The next morning, the sun was a little too bright through the curtains; bright enough that my heart did a little jump and I leapt from the bed to my window; though the ground was still picturesque with snow the sky was a cloudless blue, the sun too low for any heat but bright enough that if I shut my eyes I could imagine myself lying on the beach back home. The brightened sky made my mood much perkier, as I found myself singing as I pulled my hair up into a migraine awakening ponytail and painted on my makeup. My clothes even highlighted my good mood as I put on a bright orange and cream patterned shirt with my usual skin-tight black jean assemblement. I even pulled on my heels, feeling that it was going to be a good day. Cath even noticed my bubbly mood, as I came down for breakfast.
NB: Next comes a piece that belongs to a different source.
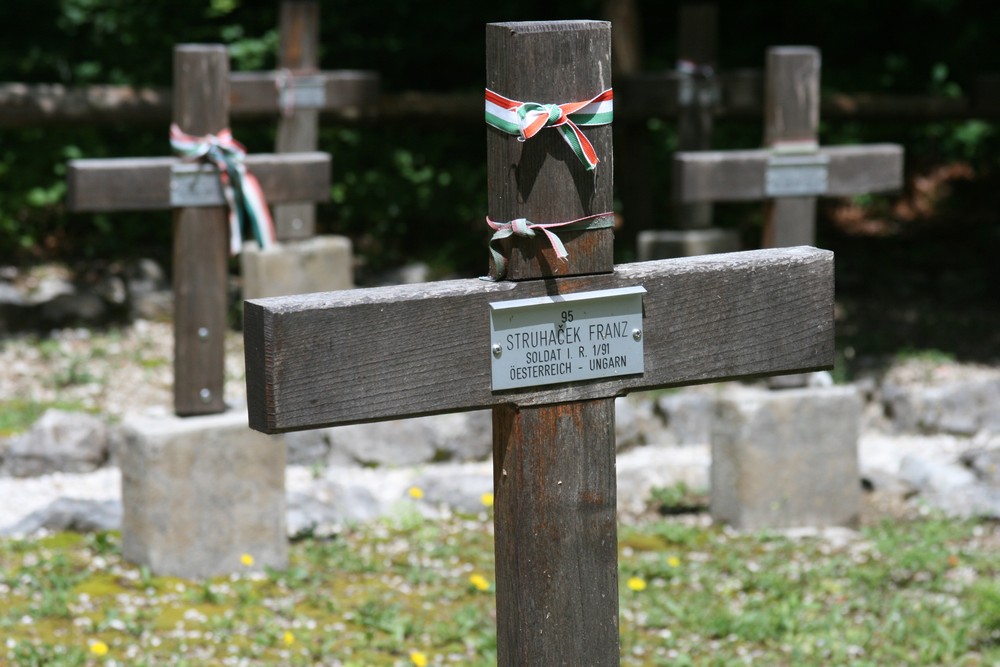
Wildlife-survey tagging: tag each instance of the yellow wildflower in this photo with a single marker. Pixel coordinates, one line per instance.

'You look good pet, that shirt is fabulous!'
'Isn't it? Expensive as hell though!'
'You would know! Toast?'
'Yeah lush.' I said taking my seat at the table.
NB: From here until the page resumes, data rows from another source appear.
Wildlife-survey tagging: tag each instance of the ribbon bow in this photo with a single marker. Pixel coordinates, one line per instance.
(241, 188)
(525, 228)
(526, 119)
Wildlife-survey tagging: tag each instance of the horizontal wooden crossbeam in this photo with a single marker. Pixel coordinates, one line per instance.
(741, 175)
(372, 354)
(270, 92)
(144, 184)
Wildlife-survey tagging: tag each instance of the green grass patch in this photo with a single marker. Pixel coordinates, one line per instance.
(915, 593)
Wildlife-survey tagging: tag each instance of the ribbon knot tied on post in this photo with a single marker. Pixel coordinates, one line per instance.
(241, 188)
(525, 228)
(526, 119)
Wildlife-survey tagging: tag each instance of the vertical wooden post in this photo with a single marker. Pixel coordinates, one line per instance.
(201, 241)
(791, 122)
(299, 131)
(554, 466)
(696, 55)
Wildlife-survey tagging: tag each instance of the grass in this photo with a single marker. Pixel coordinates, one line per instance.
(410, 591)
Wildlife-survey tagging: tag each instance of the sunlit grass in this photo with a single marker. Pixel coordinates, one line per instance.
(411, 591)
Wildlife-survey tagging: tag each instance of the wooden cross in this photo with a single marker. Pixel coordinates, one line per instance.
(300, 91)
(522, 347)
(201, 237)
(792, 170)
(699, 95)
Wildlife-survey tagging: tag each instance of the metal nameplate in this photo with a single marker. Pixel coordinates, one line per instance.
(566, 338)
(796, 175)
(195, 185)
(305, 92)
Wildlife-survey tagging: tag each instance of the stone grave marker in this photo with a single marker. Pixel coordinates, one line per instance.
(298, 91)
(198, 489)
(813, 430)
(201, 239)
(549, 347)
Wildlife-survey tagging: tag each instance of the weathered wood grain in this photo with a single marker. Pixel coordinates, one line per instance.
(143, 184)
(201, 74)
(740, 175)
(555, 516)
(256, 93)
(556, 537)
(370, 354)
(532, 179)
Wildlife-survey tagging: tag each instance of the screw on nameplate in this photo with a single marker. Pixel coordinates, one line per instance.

'Les rang last night when you were in bed.'
'Did he?' I said around a mouthful of crumbs.
'Aye he should be home in a week or so but then he's away again…'
'Aww why?'
'His mate Alan has set him and Les up on a job in Germany, a whole estate needing wired in.'
'How long will that take?!'
'A month or two, give or take… good money though better than over here.'
'Aww Aunt Cath…'
'We'll be fine, just be nice to have some family time, you know?'
'I know.'
That week followed a pattern: Wednesday he wasn't there, Thursday he wasn't there, Friday he wasn't there. As the week progressed I was more and more confident that I would be alone at my Religious table. Mrs Rowle was still droning on about Plato, a topic the others enjoyed but I found just a repeat of my previous year. Sam was still like a guard-dog, keeping attention away from me when needed, but never really leaving my side. Fact was I was finding myself more and more comfortable around him. Charlie had messaged me day in day out, rambling on about this and that wanting to know when I'd see him next- I'd realised instantly that I may have given myself an unwanted admirer. Singing was going good, we'd decided I would sing Ellie Goulding 'Love me like you do' which I was more than happy to sing- Fifty Shade of Grey an epic movie anyways, and honestly my crush on Jamie Dornan was going no-where soon. So that was going good but Friday lunchtime brought with the reminder of the beach trip. In all there was eight of us going, the girls in my car and the boys in Dan's- something Sam grumbled about- oh and Flossy and Benji (Flossy being Dan's dog and Benji Fran's).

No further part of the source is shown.